Key factors based on our model system GaN were identified using FFD at two different potentials: 0.3V vs RHE and 1.23V vs RHE. Hole and electron surface lifetimes and doping concentration appeared to be the most significant factors at 1.23V vs RHE. At 0.3V vs RHE, hole and electron surface lifetimes and flatband potential were the most significant factors. The parametric analysis of hole and electron lifetimes and doping concentration for varying potential further showed that the photocurrent resulted from a complex combined influence of the numerical values of all three parameters. The photocurrent, being a minority current, was generally more influenced by the hole surface lifetime in n-type GaN at 1.23V vs RHE. Especially at large hole surface lifetimes, the influence of electron surface lifetime became negligible. The insensitivity of the photocurrent on electron surface recombination lifetime at high doping concentrations resulted from the dominating terms in the recombination, namely the electron concentration and hole surface lifetime. Nevertheless, under low doping and short hole surface lifetimes, the electron surface lifetime showed to still have an impact on the photocurrent at 1.23V vs RHE. This counterintuitive but numerically proven result might be particularly important when explaining measurements of surface-treated photoelectrodes[5]. These three parameters must be simultaneously considered when optimizing the photocurrent for varying operating potential. For example at an operating potential of 0.3V vs RHE, the photocurrent density increases by 0.25mA/cm2 or 69% only by increasing the doping concentration from 1014cm-3 to 1016cm-3.

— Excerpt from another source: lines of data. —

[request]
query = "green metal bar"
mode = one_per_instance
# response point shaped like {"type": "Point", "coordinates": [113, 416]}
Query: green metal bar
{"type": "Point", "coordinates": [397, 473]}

The developed methodology uses an experimentally-validated numerical model and statistical analysis to provide understanding of the performance of water-splitting photoelectrodes and to identify most significant material parameters and interface properties. Subsequent in-depth parametric analysis of the most significant parameters allows for the quantification of their effect and subsequent optimization of the device for maximum performance. The presented methodology provides a general approach to identify and quantify main material challenges and design considerations in working PEC devices. The predictive character of the validated model can be further exploited with confidence to approach and investigate morphologically complex electrodes and material classes for which research-related questions are not yet answered.
References
[1] M. Dumortier, S. Tembhurne, S. Haussener, Energy Environ. Sci. 2015, 3614.
[2] N. Guijarro, M. S. Prévot, K. Sivula, Phys. Chem. Chem. Phys. 2015, 17, 15655.
[3] M. N. Latto, G. Pastor-Moreno, D. J. Riley, Electroanalysis 2004, 16, 434.
[4] Y. Gaudy, S. Haussener, 2015 (under review).
[5] J. Y. Kim, J.-W. Jang, D. H. Youn, G. Magesh, J. S. Lee, Adv. Energy Mater. 2014, 4, 1.